Starsky made it sound like a countdown on the Doomsday clock. Dobey made a remark about always knowing he was a clock watcher. Starsky! Sure he watches the clock, he's irritatingly punctual! Dobey looked at him and I guess he saw the same drawn look that I did.

"It must be bad, he called me Dave."

"The things some people will do to be on a first name basis." I said and bit my tongue straight off. In other circumstances that might have been funny but Starsky's terse "yeah" told me that I'd goofed. I was saved by Cheryl. She had some news for me.

Cheryl is great lady, she works in the lab here and to be honest I've been trying to get her for a date for the last six weeks; her dad is a chemist out at the University. I hope maybe the old man could help but he hasn't been on good terms with her since her brother died. He didn't return her calls.

She gave me a rundown on what she'd found out so far. The drug attacks the central nervous system. What she told me sounded like a lecture I should have listened to in biology at High School. It spelled out Starsky's last hours – sweating, short of breath with fuzzy vision he was likely to stagger and collapse into death's arms. Cheryl could give him something if he had pain – but no antidote.
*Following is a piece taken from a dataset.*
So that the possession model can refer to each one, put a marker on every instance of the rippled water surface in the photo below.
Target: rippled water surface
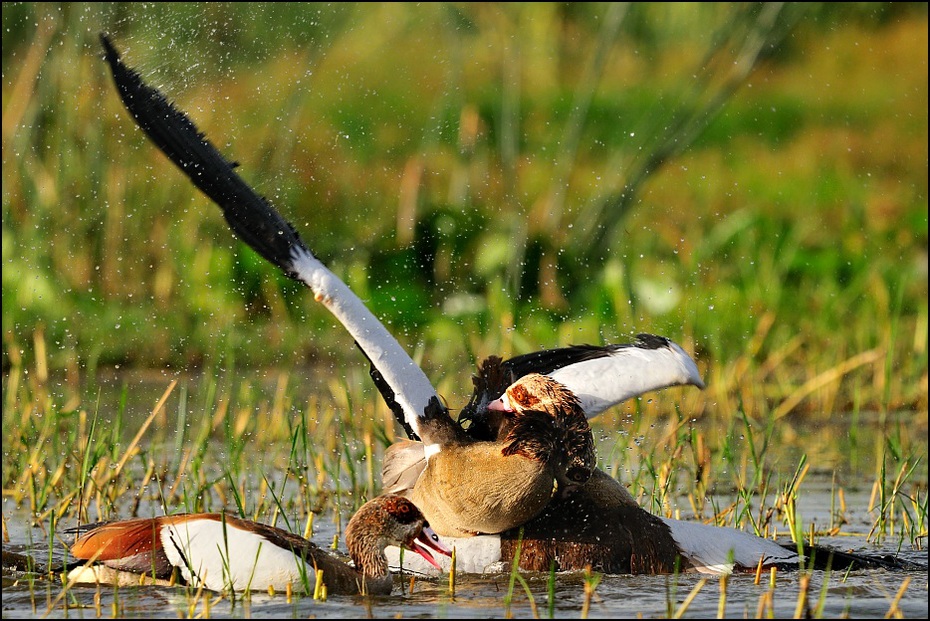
(865, 593)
I wasn't ready to let it happen that way.

I asked her to try her dad again and she promised to do what she could.

I went back into the office. Starsky had a bit more information. The guy was white; thirty five to fifty….and don't forget the dirty laugh!

Dobey saw what we had all missed. He was going to the computer room to tell them to eliminate all the women, the blacks and anyone known to be in hospital or prison or out of town.

Starsky continued to leaf through the files. I listened to his breathing – it seemed ok.

11.50am

We had a lead. Three names out of twenty possibles: Vic Bellamy, Janos Martinez and Al Weddell. Bellamy was a pusher that we'd arrested a couple of years back; he'd done his time and was back out on the street. Janos was a pimp turned porn filmmaker who got his kicks beating up the girls on camera. The third guy was a dealer in a big way and he ran his own lab.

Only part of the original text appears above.